Developed common-law theories such as negligence provide some guidance to employers on the legal issues they may encounter as they enter the field of genetic science. For example, some state courts have considered whether employers and/or their physicians have a duty to discover or disclose medical conditions of applicants and/or employees, and the decisions are relevant to the discussion of what types of common-law duties employers may have when administering genetic tests to applicants or employees.

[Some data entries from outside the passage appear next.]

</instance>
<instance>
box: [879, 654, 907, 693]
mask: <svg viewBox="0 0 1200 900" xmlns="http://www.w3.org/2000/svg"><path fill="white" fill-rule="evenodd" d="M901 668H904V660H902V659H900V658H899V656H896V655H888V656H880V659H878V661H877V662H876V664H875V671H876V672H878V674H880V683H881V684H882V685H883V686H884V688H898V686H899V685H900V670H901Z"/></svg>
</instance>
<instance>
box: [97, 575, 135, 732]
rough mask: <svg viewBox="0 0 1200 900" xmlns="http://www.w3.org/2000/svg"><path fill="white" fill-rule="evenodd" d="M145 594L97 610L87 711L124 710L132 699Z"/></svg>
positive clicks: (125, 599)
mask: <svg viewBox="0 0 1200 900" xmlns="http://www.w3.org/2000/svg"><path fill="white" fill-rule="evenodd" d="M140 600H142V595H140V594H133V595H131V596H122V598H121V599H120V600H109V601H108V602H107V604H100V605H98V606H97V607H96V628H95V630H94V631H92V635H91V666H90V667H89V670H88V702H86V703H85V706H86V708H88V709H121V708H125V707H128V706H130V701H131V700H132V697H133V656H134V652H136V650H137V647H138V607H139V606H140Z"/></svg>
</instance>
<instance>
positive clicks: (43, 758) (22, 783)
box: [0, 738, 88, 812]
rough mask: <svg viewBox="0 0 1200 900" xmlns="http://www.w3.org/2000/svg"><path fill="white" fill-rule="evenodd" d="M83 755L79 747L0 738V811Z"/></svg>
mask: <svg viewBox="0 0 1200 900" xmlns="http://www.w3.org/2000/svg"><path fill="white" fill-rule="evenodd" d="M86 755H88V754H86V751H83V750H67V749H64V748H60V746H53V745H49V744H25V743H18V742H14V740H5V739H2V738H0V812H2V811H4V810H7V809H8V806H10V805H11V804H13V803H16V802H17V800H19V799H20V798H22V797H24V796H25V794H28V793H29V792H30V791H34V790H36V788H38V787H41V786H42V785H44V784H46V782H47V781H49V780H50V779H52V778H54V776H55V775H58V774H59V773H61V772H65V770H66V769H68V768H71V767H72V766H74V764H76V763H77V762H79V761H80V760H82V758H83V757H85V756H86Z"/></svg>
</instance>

General tort principles of reasonable reliance provide that a person’s failure to disclose the existence of a known danger may result in liability for negligence where the plaintiff is misled, resulting in an injury. Such nondisclosure may be the equivalent of a misrepresentation where it is to be expected that another will rely upon the appearance of safety. There is a possibility an employer may be liable under common-law theories if its physician does not discover a genetic predisposition during an employment-related exam. Many state courts have held that absent a physician-patient relationship, physicians hired by employers are not required to discover medical conditions of applicants or employees examined. However, a few courts have imposed upon an employer and its physician a duty to discover medical conditions of an applicant or employee.

Common-law invasion of privacy claims also can be fertile grounds for employees who are genetically tested without their informed consent. Genetic testing can be quite intrusive owing to the examination itself, as well as the information it can reveal. Although there are few published decisions on the subject of genetic testing of employees, it is likely that such testing programs could be challenged under common-law invasion of privacy theories.